"Australian Aborigines, Papuans and Melanesians were relatively isolated after the early dispersal along the southern route," study lead author Hugo Reyes-Centeno, of the University of Tübingen, said in a statement. Other Asian populations apparently descended from members of the later northern wave of migration, the researchers said.
The delay between these waves of migration could be due to ancient environmental factors, "specifically climatic conditions that might have impeded the crossing of the Arabian Peninsula, such as desert conditions," Harvati said.
Ancient environmental factors might not only have prevented migrations, but also spurred them, Havarti said.
"For example, the documentation of severe droughts throughout eastern Africa between about 75,000 to 135,000 years ago could have encouraged a dispersal into other parts of Africa as well as outside of the continent," Harvati said. "More favorable conditions within Africa could have limited migrations out of the continent between 75,000 to 50,000 years ago."
The researchers cautioned that interbreeding between modern humans and other lineages of humans might influence the results of this new study.
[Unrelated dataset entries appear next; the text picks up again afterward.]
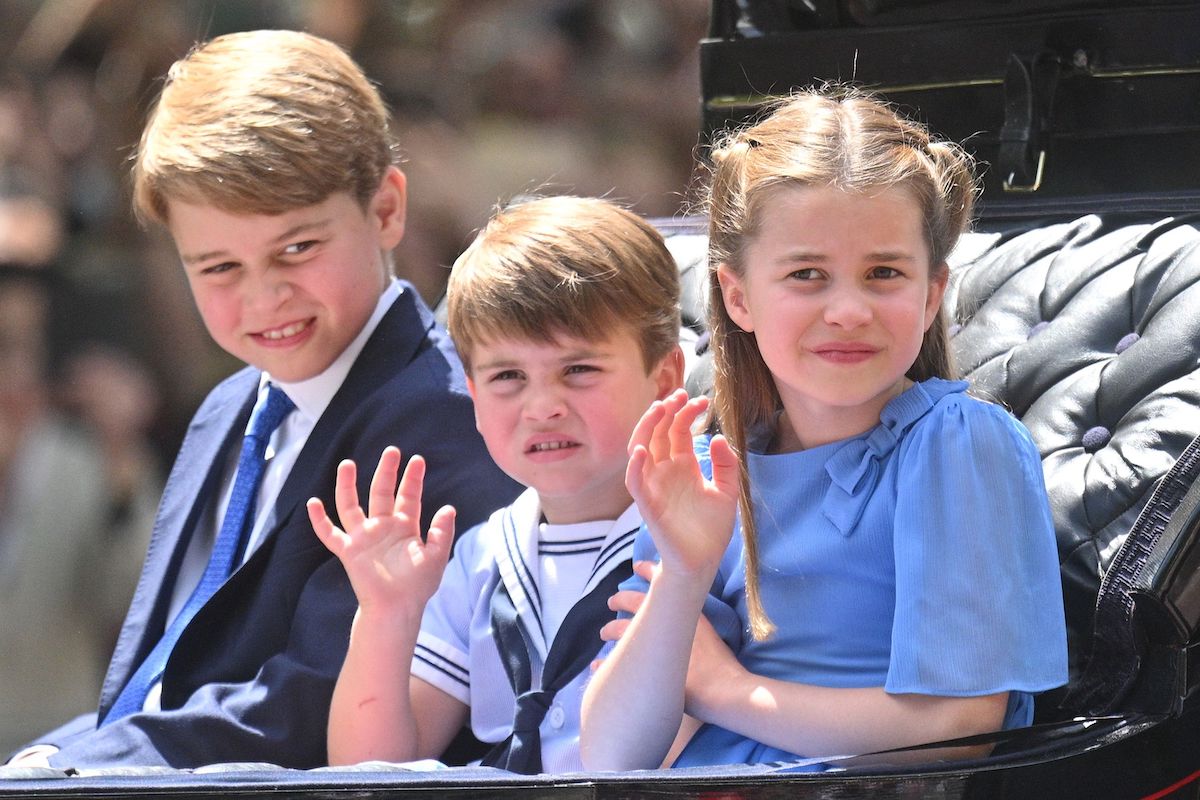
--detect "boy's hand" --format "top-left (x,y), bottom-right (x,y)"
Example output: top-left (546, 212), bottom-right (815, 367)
top-left (625, 390), bottom-right (738, 578)
top-left (307, 447), bottom-right (455, 616)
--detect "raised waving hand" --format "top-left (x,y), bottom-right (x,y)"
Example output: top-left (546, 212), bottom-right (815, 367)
top-left (307, 447), bottom-right (455, 615)
top-left (625, 390), bottom-right (738, 573)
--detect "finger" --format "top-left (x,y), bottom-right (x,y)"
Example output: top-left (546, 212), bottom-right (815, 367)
top-left (367, 447), bottom-right (400, 517)
top-left (646, 391), bottom-right (688, 461)
top-left (608, 589), bottom-right (646, 614)
top-left (634, 561), bottom-right (662, 583)
top-left (600, 619), bottom-right (634, 642)
top-left (391, 456), bottom-right (425, 522)
top-left (670, 397), bottom-right (708, 458)
top-left (625, 401), bottom-right (664, 456)
top-left (305, 498), bottom-right (342, 555)
top-left (425, 506), bottom-right (456, 569)
top-left (334, 458), bottom-right (366, 530)
top-left (708, 434), bottom-right (740, 498)
top-left (625, 445), bottom-right (650, 506)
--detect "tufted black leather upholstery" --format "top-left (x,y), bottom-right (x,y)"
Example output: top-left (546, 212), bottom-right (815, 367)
top-left (664, 213), bottom-right (1200, 718)
top-left (947, 215), bottom-right (1200, 714)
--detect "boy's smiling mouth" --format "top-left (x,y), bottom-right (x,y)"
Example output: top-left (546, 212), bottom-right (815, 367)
top-left (256, 319), bottom-right (313, 342)
top-left (526, 439), bottom-right (580, 453)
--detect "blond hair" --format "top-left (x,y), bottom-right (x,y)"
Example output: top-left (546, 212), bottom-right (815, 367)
top-left (446, 197), bottom-right (679, 373)
top-left (707, 86), bottom-right (978, 639)
top-left (133, 30), bottom-right (396, 223)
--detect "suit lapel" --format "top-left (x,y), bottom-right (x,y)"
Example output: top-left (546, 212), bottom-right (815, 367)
top-left (270, 284), bottom-right (433, 537)
top-left (101, 369), bottom-right (260, 710)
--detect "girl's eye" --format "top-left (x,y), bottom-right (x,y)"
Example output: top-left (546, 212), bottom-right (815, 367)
top-left (787, 266), bottom-right (821, 281)
top-left (871, 266), bottom-right (901, 279)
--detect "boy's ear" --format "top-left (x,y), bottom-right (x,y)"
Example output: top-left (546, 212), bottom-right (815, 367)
top-left (716, 264), bottom-right (754, 333)
top-left (467, 374), bottom-right (479, 431)
top-left (654, 344), bottom-right (684, 399)
top-left (367, 167), bottom-right (408, 249)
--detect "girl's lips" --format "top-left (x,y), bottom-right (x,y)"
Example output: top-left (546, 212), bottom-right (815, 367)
top-left (812, 344), bottom-right (878, 363)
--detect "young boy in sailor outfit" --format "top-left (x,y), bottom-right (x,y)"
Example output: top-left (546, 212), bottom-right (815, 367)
top-left (308, 197), bottom-right (683, 774)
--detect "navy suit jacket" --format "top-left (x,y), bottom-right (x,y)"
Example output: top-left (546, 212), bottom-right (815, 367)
top-left (30, 284), bottom-right (521, 769)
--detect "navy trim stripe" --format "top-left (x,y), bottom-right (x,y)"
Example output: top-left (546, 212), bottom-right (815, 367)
top-left (588, 525), bottom-right (642, 583)
top-left (538, 545), bottom-right (600, 555)
top-left (413, 644), bottom-right (470, 688)
top-left (539, 536), bottom-right (606, 549)
top-left (504, 510), bottom-right (546, 638)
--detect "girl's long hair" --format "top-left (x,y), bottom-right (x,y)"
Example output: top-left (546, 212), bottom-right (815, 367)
top-left (704, 86), bottom-right (978, 639)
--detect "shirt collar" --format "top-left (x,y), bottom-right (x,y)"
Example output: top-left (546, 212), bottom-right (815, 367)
top-left (258, 278), bottom-right (403, 421)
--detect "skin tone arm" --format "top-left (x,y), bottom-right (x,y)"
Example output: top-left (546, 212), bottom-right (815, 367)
top-left (580, 391), bottom-right (737, 770)
top-left (686, 599), bottom-right (1008, 760)
top-left (308, 447), bottom-right (467, 765)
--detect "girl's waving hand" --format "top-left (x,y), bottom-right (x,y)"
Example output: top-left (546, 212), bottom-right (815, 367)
top-left (625, 390), bottom-right (738, 578)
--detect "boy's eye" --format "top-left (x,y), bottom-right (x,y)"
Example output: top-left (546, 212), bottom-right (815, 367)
top-left (200, 261), bottom-right (238, 275)
top-left (283, 239), bottom-right (317, 255)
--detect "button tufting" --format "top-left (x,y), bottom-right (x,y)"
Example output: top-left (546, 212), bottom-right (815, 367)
top-left (1116, 333), bottom-right (1141, 355)
top-left (1084, 425), bottom-right (1112, 452)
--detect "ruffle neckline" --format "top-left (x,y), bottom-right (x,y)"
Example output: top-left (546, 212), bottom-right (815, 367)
top-left (751, 378), bottom-right (967, 536)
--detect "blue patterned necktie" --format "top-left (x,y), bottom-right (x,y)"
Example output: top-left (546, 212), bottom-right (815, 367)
top-left (101, 384), bottom-right (295, 724)
top-left (482, 561), bottom-right (634, 775)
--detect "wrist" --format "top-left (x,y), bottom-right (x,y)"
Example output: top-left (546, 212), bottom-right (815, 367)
top-left (350, 602), bottom-right (425, 642)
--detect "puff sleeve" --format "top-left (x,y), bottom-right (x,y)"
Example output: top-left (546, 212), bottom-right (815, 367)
top-left (886, 395), bottom-right (1067, 710)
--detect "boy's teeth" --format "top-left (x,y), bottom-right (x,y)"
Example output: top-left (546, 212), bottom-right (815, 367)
top-left (533, 441), bottom-right (571, 451)
top-left (263, 323), bottom-right (305, 339)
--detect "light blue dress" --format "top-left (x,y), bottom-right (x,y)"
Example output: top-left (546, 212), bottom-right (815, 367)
top-left (635, 379), bottom-right (1067, 766)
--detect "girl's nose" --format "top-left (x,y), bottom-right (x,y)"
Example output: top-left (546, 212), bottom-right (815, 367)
top-left (824, 288), bottom-right (872, 327)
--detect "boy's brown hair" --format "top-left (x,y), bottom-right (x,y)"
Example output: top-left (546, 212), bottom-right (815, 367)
top-left (133, 30), bottom-right (396, 224)
top-left (446, 197), bottom-right (679, 373)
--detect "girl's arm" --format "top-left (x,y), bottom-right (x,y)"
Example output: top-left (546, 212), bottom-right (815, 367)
top-left (308, 447), bottom-right (466, 764)
top-left (580, 391), bottom-right (737, 770)
top-left (686, 619), bottom-right (1008, 757)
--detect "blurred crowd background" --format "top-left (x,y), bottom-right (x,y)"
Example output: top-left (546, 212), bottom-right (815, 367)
top-left (0, 0), bottom-right (708, 757)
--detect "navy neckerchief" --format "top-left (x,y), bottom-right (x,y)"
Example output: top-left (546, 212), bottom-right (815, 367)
top-left (482, 560), bottom-right (632, 775)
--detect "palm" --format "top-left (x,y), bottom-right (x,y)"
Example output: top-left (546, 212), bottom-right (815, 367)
top-left (626, 392), bottom-right (738, 572)
top-left (308, 447), bottom-right (454, 612)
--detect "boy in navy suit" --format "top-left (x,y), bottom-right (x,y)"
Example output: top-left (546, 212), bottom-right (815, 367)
top-left (12, 31), bottom-right (518, 768)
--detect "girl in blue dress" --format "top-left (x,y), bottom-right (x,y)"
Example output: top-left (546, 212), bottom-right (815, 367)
top-left (581, 90), bottom-right (1067, 769)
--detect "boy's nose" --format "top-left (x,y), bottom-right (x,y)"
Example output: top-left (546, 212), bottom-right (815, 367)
top-left (524, 389), bottom-right (566, 421)
top-left (248, 269), bottom-right (293, 311)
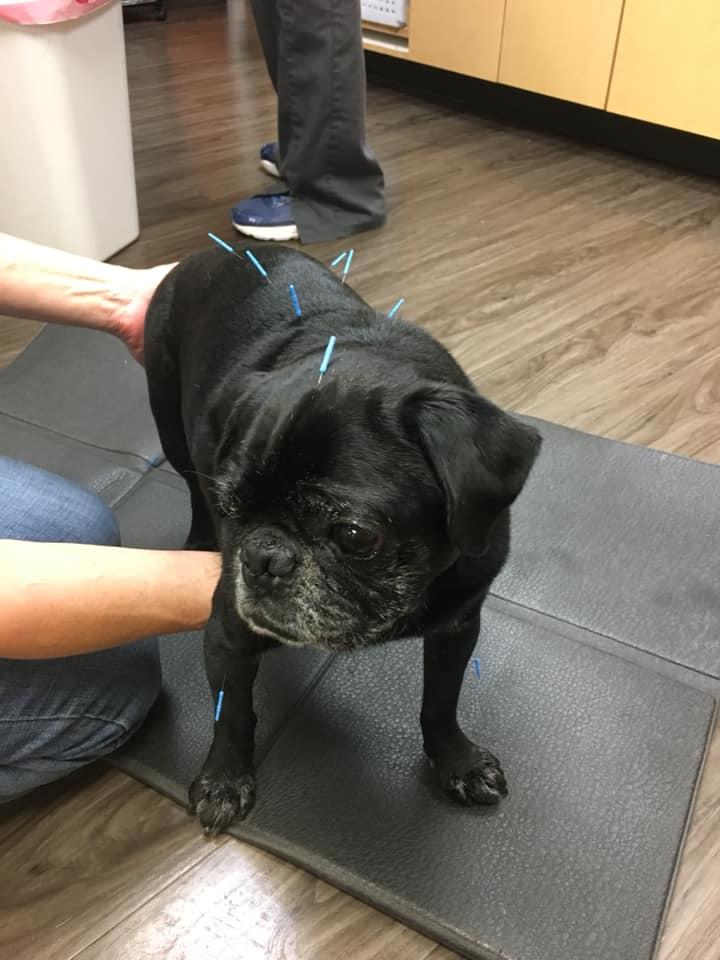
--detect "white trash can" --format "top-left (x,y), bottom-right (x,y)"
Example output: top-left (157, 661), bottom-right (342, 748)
top-left (0, 0), bottom-right (139, 260)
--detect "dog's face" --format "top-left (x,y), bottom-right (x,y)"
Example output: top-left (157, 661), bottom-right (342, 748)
top-left (205, 366), bottom-right (537, 650)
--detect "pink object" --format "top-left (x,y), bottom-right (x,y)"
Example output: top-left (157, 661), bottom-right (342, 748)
top-left (0, 0), bottom-right (113, 26)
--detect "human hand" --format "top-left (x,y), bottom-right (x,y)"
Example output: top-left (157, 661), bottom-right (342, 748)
top-left (112, 263), bottom-right (175, 364)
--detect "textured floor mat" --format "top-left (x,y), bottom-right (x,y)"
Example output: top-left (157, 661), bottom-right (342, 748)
top-left (116, 611), bottom-right (714, 960)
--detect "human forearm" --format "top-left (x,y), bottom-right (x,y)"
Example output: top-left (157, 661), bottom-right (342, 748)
top-left (0, 540), bottom-right (220, 659)
top-left (0, 233), bottom-right (136, 332)
top-left (0, 233), bottom-right (172, 362)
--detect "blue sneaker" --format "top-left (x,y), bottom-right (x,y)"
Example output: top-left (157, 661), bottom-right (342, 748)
top-left (260, 143), bottom-right (282, 177)
top-left (231, 193), bottom-right (300, 240)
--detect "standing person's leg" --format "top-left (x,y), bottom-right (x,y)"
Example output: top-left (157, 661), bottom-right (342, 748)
top-left (233, 0), bottom-right (385, 243)
top-left (0, 456), bottom-right (160, 803)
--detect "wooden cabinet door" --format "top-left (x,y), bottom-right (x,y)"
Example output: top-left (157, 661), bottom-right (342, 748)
top-left (499, 0), bottom-right (624, 109)
top-left (408, 0), bottom-right (505, 80)
top-left (608, 0), bottom-right (720, 138)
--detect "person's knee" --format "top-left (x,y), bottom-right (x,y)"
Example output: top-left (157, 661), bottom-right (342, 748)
top-left (0, 639), bottom-right (162, 803)
top-left (0, 456), bottom-right (120, 546)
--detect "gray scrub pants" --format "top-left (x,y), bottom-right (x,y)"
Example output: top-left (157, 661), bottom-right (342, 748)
top-left (252, 0), bottom-right (385, 243)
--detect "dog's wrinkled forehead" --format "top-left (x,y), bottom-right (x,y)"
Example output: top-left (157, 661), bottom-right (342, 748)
top-left (220, 381), bottom-right (434, 510)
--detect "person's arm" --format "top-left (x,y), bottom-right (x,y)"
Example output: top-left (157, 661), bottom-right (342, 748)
top-left (0, 540), bottom-right (220, 659)
top-left (0, 233), bottom-right (173, 363)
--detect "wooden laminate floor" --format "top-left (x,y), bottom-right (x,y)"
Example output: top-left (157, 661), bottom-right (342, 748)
top-left (0, 0), bottom-right (720, 960)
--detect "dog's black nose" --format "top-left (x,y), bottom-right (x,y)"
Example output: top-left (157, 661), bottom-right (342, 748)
top-left (240, 532), bottom-right (297, 586)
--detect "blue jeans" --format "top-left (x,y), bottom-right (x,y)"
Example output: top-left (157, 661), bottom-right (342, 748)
top-left (0, 456), bottom-right (161, 803)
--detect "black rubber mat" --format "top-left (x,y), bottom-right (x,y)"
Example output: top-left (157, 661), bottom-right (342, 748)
top-left (115, 610), bottom-right (714, 960)
top-left (500, 420), bottom-right (720, 678)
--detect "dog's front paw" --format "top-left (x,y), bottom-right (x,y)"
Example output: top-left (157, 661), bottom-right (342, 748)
top-left (188, 773), bottom-right (255, 836)
top-left (433, 744), bottom-right (508, 806)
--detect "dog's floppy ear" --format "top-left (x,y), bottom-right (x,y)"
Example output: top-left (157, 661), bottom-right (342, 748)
top-left (405, 384), bottom-right (541, 556)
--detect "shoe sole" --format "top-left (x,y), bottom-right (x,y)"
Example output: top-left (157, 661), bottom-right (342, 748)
top-left (232, 220), bottom-right (300, 243)
top-left (260, 160), bottom-right (281, 180)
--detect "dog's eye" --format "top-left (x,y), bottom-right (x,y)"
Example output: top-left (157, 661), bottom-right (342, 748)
top-left (332, 523), bottom-right (383, 558)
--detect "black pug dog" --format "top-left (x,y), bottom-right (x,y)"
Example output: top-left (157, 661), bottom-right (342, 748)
top-left (145, 244), bottom-right (540, 833)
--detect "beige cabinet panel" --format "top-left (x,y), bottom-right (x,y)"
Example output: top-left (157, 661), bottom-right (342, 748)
top-left (608, 0), bottom-right (720, 138)
top-left (499, 0), bottom-right (624, 108)
top-left (408, 0), bottom-right (505, 80)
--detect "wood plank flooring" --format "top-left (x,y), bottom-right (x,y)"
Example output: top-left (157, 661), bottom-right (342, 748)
top-left (0, 0), bottom-right (720, 960)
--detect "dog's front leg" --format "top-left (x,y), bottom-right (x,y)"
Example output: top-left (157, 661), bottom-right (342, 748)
top-left (188, 588), bottom-right (275, 834)
top-left (420, 613), bottom-right (507, 804)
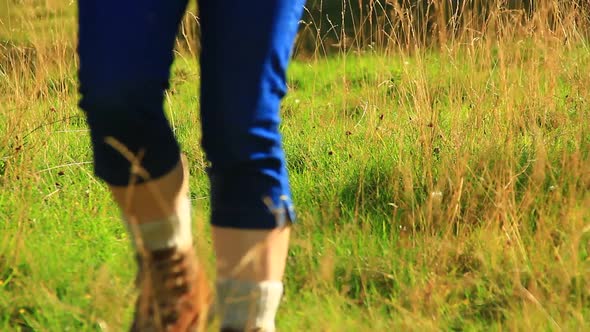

For example, instances of interbreeding with the now-extinct Denisovan lineage might have introduced ancient genes into certain modern human groups, perhaps making them look as if they left Africa earlier than they actually did. [Denisovan Gallery: Tracing the Genetics of Human Ancestors]
"Our study did not specifically test for hybridization with archaic humans, and, of course, it is possible that such admixture could contribute to our results," Harvati said. "We feel, however, that the very low levels of admixture that have been proposed are not sufficient to drive our findings."
The researchers said continued fieldwork and genetic advancements might help confirm this model of multiple, relatively isolated waves of migration.
"The story of human evolution tends to be simplified," Harvati said. "However, more complex models, such as multiple dispersals versus a single dispersal out of Africa, gain strength as more data and new methods become available."
"Further fieldwork in the region of the southern route — for example, the Arabian Peninsula, southeast Asia, Melanesia — is essential in order to further understand the timing and route of early modern human dispersals," Harvati said. "Of course, this is a vast geographical space that has been largely understudied, but it is crucial in developing our knowledge of the first Eurasians."
The scientists detailed their findings online April 21 in the journal Proceedings of the National Academy of Sciences.